Le médiateur de l’Éducation Nationale est une instance qui peut être sollicitée en cas de désaccord avec une décision ou de conflit avec un autre agent. Il existe un médiateur par académie et un médiateur national. Chaque année, le médiateur national publie également un rapport et émet des préconisations.

De quoi s’agit-il ?
Vous contestez une décision de l’administration ou vous êtes en conflit avec un autre agent – il peut s’agir de conflits hiérarchiques aussi bien qu’interpersonnels – et vos démarches n’ont pas abouti favorablement ? Vous pouvez faire appel au médiateur.
Il reçoit, tant au niveau national qu’académique, les réclamations concernant le fonctionnement du service public de l’Éducation Nationale (de la maternelle à l’enseignement supérieur inclus) que ce soit de la part des usagers ou des personnels.
A quel moment peut-on saisir le médiateur ?
Vous devez avoir effectué une première démarche (demande d’explication ou contestation de la décision) auprès de l’établissement ou du service qui a pris la décision. Lorsque le désaccord persiste, vous pouvez faire appel au médiateur.

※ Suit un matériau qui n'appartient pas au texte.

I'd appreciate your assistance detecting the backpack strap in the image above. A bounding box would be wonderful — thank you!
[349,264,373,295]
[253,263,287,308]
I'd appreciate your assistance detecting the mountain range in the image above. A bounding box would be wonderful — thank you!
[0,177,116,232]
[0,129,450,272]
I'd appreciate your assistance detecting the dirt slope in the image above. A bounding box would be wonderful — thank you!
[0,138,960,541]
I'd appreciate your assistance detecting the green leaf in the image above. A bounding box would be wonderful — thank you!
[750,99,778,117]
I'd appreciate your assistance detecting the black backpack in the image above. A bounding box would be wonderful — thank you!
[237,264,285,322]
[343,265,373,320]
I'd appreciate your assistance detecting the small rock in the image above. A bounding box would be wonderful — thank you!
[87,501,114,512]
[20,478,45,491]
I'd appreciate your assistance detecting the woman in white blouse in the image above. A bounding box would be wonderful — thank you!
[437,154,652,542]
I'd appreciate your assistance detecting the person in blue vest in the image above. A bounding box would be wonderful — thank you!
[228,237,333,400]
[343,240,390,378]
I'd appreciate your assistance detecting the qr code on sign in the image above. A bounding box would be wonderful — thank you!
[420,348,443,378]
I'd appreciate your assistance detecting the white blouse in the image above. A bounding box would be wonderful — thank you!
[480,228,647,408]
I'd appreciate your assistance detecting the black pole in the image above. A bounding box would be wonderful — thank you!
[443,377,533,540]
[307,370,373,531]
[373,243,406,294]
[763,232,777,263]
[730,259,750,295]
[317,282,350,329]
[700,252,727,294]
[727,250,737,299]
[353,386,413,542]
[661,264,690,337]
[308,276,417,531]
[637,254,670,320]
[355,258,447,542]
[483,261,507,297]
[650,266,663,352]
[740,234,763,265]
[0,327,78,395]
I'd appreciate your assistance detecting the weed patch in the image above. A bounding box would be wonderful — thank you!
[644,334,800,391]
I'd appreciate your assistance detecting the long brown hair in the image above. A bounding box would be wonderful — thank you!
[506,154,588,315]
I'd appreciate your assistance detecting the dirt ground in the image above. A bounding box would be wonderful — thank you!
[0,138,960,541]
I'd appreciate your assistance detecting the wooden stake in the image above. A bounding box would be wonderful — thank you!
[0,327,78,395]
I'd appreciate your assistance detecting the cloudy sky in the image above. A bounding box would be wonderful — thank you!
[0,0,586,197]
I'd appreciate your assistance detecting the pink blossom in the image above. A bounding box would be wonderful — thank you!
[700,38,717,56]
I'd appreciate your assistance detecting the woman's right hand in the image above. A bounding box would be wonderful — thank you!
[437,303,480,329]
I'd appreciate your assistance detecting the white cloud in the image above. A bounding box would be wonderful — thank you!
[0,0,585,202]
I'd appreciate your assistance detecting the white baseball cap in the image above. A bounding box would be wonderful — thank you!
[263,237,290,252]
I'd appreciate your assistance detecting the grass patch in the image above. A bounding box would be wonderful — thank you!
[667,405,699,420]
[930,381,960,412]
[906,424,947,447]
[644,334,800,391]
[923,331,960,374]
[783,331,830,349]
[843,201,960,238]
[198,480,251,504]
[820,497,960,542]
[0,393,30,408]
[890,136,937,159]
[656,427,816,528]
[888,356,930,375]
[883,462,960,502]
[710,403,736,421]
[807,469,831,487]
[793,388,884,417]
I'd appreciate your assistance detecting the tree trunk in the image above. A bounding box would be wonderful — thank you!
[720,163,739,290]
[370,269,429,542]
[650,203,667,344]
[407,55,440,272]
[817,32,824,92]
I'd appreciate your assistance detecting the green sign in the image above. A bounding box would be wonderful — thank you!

Attention : votre saisine du médiateur n’interrompt pas les délais pour engager une éventuelle action devant le juge administratif.
Le médiateur est un interlocuteur indépendant et impartial, qui a une bonne connaissance du système éducatif et de ses subtilités. Le recours à ce service est gratuit et la réponse est en général assez rapide.
Qui saisir ? Médiateur académique ou national ?
Si vous contestez une décision prise par un établissement (école, collège, lycée, université, etc.) ou un service relevant d’une académie (direction des services départementaux de l’éducation nationale, rectorat, Crous, etc.) ; si vous êtes en litige avec un pair ou un membre du système éducatif, vous pouvez saisir le médiateur de l’académie
Si vous contestez une décision prise par l’administration centrale du ministère (DGRH, service des pensions, etc.), le réseau des établissements français de l’étranger ou le service interacadémique des examens et concours (SIEC), vous pouvez saisir la médiatrice de l’éducation nationale et de l’enseignement supérieur.
Que fait le médiateur ?
Après la saisine, le médiateur étudie le dossier et donne rapidement une réponse au réclamant.
- s’il considère que l’affaire est recevable, son rôle est alors de convaincre son interlocuteur de la nécessité de faire évoluer une décision, une interprétation, de proposer une autre solution
- s’il considère que la réclamation n’est pas fondée, il va en informer le réclamant en explicitant les raisons.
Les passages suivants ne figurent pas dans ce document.